Carsten Linnemann, deputy chair of Chancellor Angela Merkel’s conservative Christian Democrats (CDU) on Monday told German daily Rheinische Post: “To put it in a nutshell: a child who barely speaks and understands German has no place yet in a primary school.”
Linnemann called for tougher pre-matriculation language requirements, saying that these children—whose parents are migrants and asylum seekers—have a negative impact on their German-fluent classmates, as well as on the quality of education in German public schools as a whole.
“It costs money, but a lack of integration and education are much more expensive at the end of the day,” Linnemann said, preferring a process to delay these children’s admittance into public schools to prepare them better.
The senior MP’s statements predictably drew condemnation from inside the CDU and from its political foes, in the middle of two tough elections due next month in two eastern German states—exactly where immigration and integration issues can dominate the debate.
Karin Prien, the CDU education minister in Schleswig-Holstein, told German daily Süddeutsche Zeitung that “a call for children with insufficient German language abilities to be excluded from compulsory education is populist nonsense,” and “the completely wrong path.”

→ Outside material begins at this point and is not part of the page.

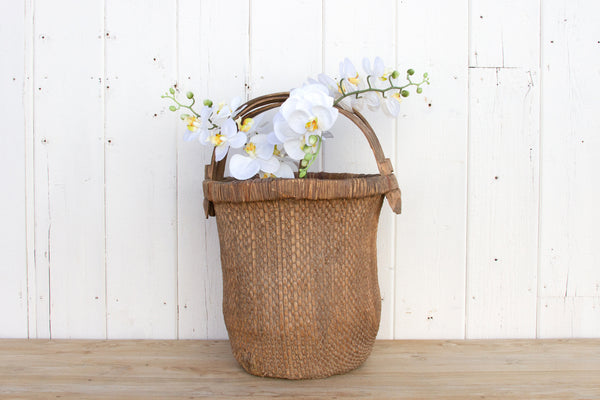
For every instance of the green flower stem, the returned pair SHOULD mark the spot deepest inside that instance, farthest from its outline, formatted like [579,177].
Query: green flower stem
[179,105]
[314,157]
[382,91]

Katja Kipping, chairperson of Germany’s socialist Left Party, tweeted that if Linnemann really wanted better conditions in schools, he could work for more teachers and inform himself about the fact that children who have constant exchanges with German speakers learn the language more quickly.”
It should be noted that Merkel’s coalition government is in an ongoing feud with its more conservative sister party, the Bavarian Christian Social Union (CSU), over tougher immigration controls.